Regarding the RES exploitation, the proposed strategy achieved to increase the RES penetration during July 2020. Specifically, the utilisation of the generated power during daytime allowed an increase of RES penetration of almost 11.8%. This observation was based on the fact that during periods with excess energy, the HVAC systems were utilised in order to store thermal energy to the walls of the building. Afterwards, when lack of RES energy would occur, the HVAC system would reduce its consumption and enable the thermal energy (i.e., coolth) stored in the walls to be released back to the building.

The nZEB Living Lab is supported by a PV field and six wind turbines and it is also connected to the grid. Therefore, the set-up prioritises the RES generated power to be provided to the building, and if there is no available power, then the building is supported by the grid. In Figure 4, the energy above the X-axis represents the imported energy from the grid (consumption > production) and the energy below X-axis represents the exported energy (consumption < production). It is observed that in the first case, the building consumption is directly related to the environmental conditions, leading to increased consumption in days with less RES energy production (i.e., Day 8–10) and reduced consumption during days with higher RES energy production (i.e., Day 26–28). On the contrary, the second case utilises a strategy to charge the EP-PCM walls in the beginning of the scenario (i.e., Day 1–4) and then exploits this thermal energy in order to reduce the electric energy imported from the grid. Hence, the average energy imported during the EP-PCM case is considerably reduced compared to the default case.

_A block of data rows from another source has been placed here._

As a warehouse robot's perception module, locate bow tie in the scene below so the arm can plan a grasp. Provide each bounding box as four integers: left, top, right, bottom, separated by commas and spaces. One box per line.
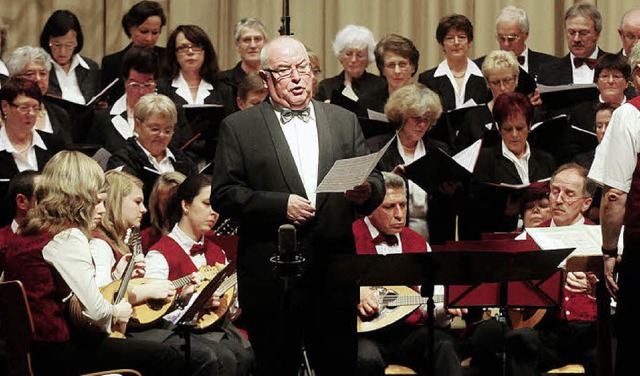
573, 57, 597, 69
517, 55, 525, 65
190, 243, 206, 256
281, 107, 311, 123
372, 233, 399, 246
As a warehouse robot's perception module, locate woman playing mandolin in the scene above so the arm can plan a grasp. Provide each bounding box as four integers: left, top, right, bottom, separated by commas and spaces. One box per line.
3, 150, 186, 375
145, 173, 255, 375
90, 169, 235, 376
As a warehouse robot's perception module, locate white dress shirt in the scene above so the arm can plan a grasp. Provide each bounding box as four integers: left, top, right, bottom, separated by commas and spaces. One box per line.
145, 224, 209, 279
110, 94, 135, 140
571, 48, 600, 84
0, 125, 47, 172
172, 71, 214, 104
51, 54, 90, 104
501, 140, 532, 184
433, 58, 484, 109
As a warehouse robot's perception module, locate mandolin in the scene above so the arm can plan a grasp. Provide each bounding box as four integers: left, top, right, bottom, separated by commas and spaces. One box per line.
192, 269, 238, 330
357, 285, 444, 333
127, 265, 218, 328
68, 227, 141, 337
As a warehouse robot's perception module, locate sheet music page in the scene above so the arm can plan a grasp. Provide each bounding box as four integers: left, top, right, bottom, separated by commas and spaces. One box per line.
366, 109, 389, 122
531, 114, 568, 131
87, 78, 119, 106
525, 225, 625, 268
341, 85, 359, 101
316, 134, 396, 193
458, 99, 478, 108
452, 139, 482, 173
92, 148, 112, 171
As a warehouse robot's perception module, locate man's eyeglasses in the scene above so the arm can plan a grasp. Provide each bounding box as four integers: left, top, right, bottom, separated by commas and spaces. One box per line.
622, 33, 640, 43
496, 35, 520, 43
49, 42, 77, 51
126, 81, 157, 90
264, 63, 311, 79
549, 189, 585, 203
487, 75, 516, 87
175, 44, 204, 54
567, 29, 592, 38
10, 103, 42, 115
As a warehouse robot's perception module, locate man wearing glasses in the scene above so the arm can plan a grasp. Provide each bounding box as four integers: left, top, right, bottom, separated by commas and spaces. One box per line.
212, 36, 384, 375
538, 2, 609, 86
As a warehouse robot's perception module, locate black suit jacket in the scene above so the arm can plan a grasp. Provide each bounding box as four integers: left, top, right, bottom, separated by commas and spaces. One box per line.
314, 70, 387, 105
0, 131, 65, 226
42, 98, 73, 147
211, 99, 384, 309
47, 55, 101, 103
537, 48, 608, 86
418, 65, 489, 111
100, 44, 166, 105
527, 49, 560, 82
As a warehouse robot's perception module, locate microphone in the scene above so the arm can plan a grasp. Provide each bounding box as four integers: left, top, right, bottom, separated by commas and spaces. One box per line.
278, 224, 298, 263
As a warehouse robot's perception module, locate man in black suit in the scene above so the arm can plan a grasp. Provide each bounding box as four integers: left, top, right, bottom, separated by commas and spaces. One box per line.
538, 2, 608, 86
212, 35, 384, 376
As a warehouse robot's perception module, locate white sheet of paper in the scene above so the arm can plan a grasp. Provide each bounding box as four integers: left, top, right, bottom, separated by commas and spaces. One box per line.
525, 225, 624, 268
366, 109, 389, 122
87, 78, 119, 106
316, 134, 396, 193
452, 139, 482, 173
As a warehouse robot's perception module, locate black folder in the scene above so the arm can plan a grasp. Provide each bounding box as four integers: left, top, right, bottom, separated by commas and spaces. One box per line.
404, 146, 474, 193
538, 83, 599, 111
182, 104, 225, 141
357, 117, 397, 140
430, 104, 496, 153
528, 114, 598, 164
329, 89, 361, 115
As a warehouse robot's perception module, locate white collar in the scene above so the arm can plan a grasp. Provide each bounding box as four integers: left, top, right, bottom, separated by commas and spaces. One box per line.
570, 47, 600, 68
135, 138, 176, 162
0, 126, 47, 152
52, 54, 90, 73
0, 60, 8, 76
363, 216, 400, 244
169, 223, 204, 253
171, 72, 214, 104
550, 216, 586, 227
110, 94, 128, 116
434, 58, 483, 78
501, 140, 531, 161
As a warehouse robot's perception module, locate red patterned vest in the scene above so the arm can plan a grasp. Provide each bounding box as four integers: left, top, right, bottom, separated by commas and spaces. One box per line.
624, 97, 640, 247
539, 218, 597, 321
152, 235, 227, 281
4, 231, 72, 342
352, 218, 428, 325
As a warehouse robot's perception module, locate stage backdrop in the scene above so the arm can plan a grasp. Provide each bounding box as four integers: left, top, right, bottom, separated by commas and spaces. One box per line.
0, 0, 636, 84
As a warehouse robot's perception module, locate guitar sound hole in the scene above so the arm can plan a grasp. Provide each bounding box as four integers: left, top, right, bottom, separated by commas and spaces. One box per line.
382, 291, 398, 311
147, 299, 165, 311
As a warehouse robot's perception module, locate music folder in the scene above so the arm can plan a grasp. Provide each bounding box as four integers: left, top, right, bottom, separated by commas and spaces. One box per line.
528, 114, 598, 164
538, 83, 599, 111
430, 103, 496, 153
432, 239, 572, 309
182, 104, 225, 140
329, 88, 361, 115
404, 139, 481, 193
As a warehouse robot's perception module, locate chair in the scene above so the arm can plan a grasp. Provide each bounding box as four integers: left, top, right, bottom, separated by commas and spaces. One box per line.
544, 364, 586, 375
0, 280, 141, 376
385, 364, 417, 375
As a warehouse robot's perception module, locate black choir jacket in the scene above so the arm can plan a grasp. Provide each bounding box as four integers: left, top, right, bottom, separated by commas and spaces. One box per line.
47, 55, 101, 103
537, 48, 608, 86
418, 64, 489, 111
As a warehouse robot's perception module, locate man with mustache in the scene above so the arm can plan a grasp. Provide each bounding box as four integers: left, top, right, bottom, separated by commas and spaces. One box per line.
537, 3, 608, 86
505, 163, 599, 376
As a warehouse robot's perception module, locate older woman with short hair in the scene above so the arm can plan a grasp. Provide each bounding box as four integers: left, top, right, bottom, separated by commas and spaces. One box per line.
314, 24, 386, 106
360, 33, 420, 113
419, 14, 488, 111
107, 93, 196, 217
368, 83, 458, 243
6, 46, 73, 145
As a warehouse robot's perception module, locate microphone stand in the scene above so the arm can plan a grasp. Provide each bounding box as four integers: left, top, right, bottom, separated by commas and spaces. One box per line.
269, 247, 311, 375
279, 0, 292, 36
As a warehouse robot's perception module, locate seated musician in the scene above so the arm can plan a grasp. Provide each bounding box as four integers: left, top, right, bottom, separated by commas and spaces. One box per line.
3, 150, 186, 375
106, 93, 197, 220
141, 171, 186, 253
89, 169, 233, 375
354, 171, 465, 376
0, 170, 40, 242
468, 163, 598, 376
145, 174, 255, 375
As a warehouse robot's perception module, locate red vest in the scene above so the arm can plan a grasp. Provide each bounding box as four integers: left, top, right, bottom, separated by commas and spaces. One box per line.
152, 235, 227, 281
539, 218, 597, 321
4, 231, 72, 342
624, 97, 640, 246
352, 218, 428, 325
141, 226, 162, 256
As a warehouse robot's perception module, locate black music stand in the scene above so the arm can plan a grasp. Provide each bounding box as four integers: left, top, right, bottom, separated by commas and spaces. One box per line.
175, 260, 236, 363
328, 249, 573, 376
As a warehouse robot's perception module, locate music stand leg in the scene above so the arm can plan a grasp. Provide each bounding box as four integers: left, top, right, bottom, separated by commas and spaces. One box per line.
421, 281, 435, 376
496, 281, 509, 376
177, 324, 194, 366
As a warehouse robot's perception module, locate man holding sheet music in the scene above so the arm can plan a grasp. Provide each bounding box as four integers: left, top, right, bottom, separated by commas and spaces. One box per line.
211, 36, 384, 375
587, 39, 640, 376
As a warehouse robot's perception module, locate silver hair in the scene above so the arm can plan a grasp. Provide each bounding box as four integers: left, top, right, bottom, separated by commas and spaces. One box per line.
382, 171, 406, 191
629, 40, 640, 72
496, 6, 530, 35
134, 93, 177, 125
233, 18, 267, 42
564, 2, 602, 34
6, 45, 52, 75
260, 36, 309, 70
331, 24, 376, 64
620, 8, 640, 29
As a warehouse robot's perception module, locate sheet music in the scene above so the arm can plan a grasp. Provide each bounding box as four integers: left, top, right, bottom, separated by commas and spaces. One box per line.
341, 85, 359, 102
366, 109, 389, 122
458, 99, 478, 109
316, 134, 396, 193
91, 148, 112, 171
531, 114, 568, 131
526, 225, 625, 268
570, 125, 597, 136
452, 139, 482, 173
87, 78, 119, 106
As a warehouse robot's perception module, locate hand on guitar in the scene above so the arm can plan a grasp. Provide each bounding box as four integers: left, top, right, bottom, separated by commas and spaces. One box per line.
177, 272, 202, 306
113, 254, 146, 280
357, 286, 380, 318
128, 279, 176, 305
203, 294, 222, 310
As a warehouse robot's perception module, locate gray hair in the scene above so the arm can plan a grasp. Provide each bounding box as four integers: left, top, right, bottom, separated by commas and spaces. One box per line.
331, 24, 376, 64
260, 36, 309, 70
233, 18, 267, 42
134, 93, 177, 125
629, 40, 640, 72
564, 2, 602, 34
382, 171, 406, 191
496, 6, 529, 35
6, 46, 52, 75
620, 8, 640, 29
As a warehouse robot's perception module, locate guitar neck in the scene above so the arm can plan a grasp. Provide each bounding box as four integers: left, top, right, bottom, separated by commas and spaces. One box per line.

Therefore, there is an important potential of thermal inertia storage to increase the penetration of RES to cover the electricity use and at the same time to reduce the imported electric energy from the grid.

5. Conclusions

Industrial minerals have a great potential to be used in many innovative applications. They provide versatile functionalities and properties which are valuable for enhancing buildings thermal mass and contributing to the RES penetration increase. The development of form-stable PCM composites and mortars is currently under investigation and provides promising results. Industrial minerals used as carriers can deliver to the market new innovative products acting as short-term energy storage systems for construction applications.

This study is to investigate the potential of an EP-PCM composite to increase the thermal mass of a nZEB and increase the penetration of the RES coupled to this building. In this framework, a novel Paraffin/Hydrophobic EP/cement mortar solution is selected. The scenarios take place in simulation environment and the evaluation is performed in terms of improving the energy performance of the building and increase the potential of renewable integration. The results indicate a stabilisation of the indoor temperature by decreasing the fluctuations up to 18.3% (average value 6.2%) which results in improved thermal comfort of the occupants. In parallel, the imported and exported energy of the building is analysed, resulting in a RES penetration increase of 11.8%. To conclude, the utilisation of industrial minerals in LHTES applications for buildings can lead to improved thermal performance through matching thermal availability and demand with respect to time as well as provide benefits for exploiting RES generated power.